Who are the innovators? Which social groups do they represent?
How do the new words spread socially, geographically and diachronically?
Which semantic domains do the neologisms represent?
Why are the neologisms created and established? Can they be linked to specific historical events or changes in culture and society? What kinds of social meanings are associated with them?

We aim to make the history of English neologisms more balanced by taking into account a wider range of social groups, including women and the lower ranks. The diachronic diffusion of lexical innovation is for the first time studied in a maximally representative social setting that resembles spoken conversation, the hotbed of language change, which may lead to surprising discoveries. The tools and methods developed in the subproject will enable others to conduct similar types of research.

Tools and methods

The identification of neologisms in a moderately sized historical corpus is a challenging task that sets a number of requirements to the toolkit developed in the project, from detecting spelling variants to retrieving related lexicographical data from the OED and its Historical Thesaurus. Previous collaboration between some of the project participants has already produced tools for analysing lexical diversity (types2) as well as for filtering and categorising corpus search results (FiCa), which may be used as starting points for further development.

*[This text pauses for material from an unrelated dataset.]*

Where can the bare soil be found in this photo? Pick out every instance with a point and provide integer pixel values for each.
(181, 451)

Our pipeline for identifying neologisms begins with comparing the earliest year a given word appeared in the corpus to the earliest attestations in the OED and various databases of published texts with dates attached (e.g. Eighteenth Century Collections Online, British Library Newspapers). Neither of these are straightforward tasks. The CEEC records words in their original spelling, which varies a great deal, and existing normalization tools such as VARD2 and MorphAdorner do not provide full coverage. Therefore, we are developing additional methods to normalize and lemmatize rare spelling variants to map the words in the corpus to the OED and gain a wider understanding of the earliest attestations of the neologism candidates. As for the text databases, most of them have been automatically transcribed from microfilms, so, in addition to spelling variation, they contain a large number of OCR errors which further complicate dating comparisons.

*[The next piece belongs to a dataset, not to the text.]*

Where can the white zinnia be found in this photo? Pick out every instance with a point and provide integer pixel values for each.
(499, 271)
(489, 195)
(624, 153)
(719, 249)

As detecting neologisms is here just a step in a larger process of historical-sociolinguistic research where accuracy is of paramount importance, we are not aiming for a fully automatic pipeline to process such noisy data. Instead, we will develop an open-source environment where information on neologism candidates is gathered from a variety of algorithms and sources, pooled, and presented to a human evaluator for verification. The interface developed allows the user to quickly organize and group candidates based on various criteria, source additional information, and make mass filtering and categorization decisions on them. With the verified data the user can then start exploring social aspects of the neologisms. To do this, the researcher needs simultaneous access to text, visualization and sociolinguistic metadata, which is a fundamental aim of the STRATAS project as a whole.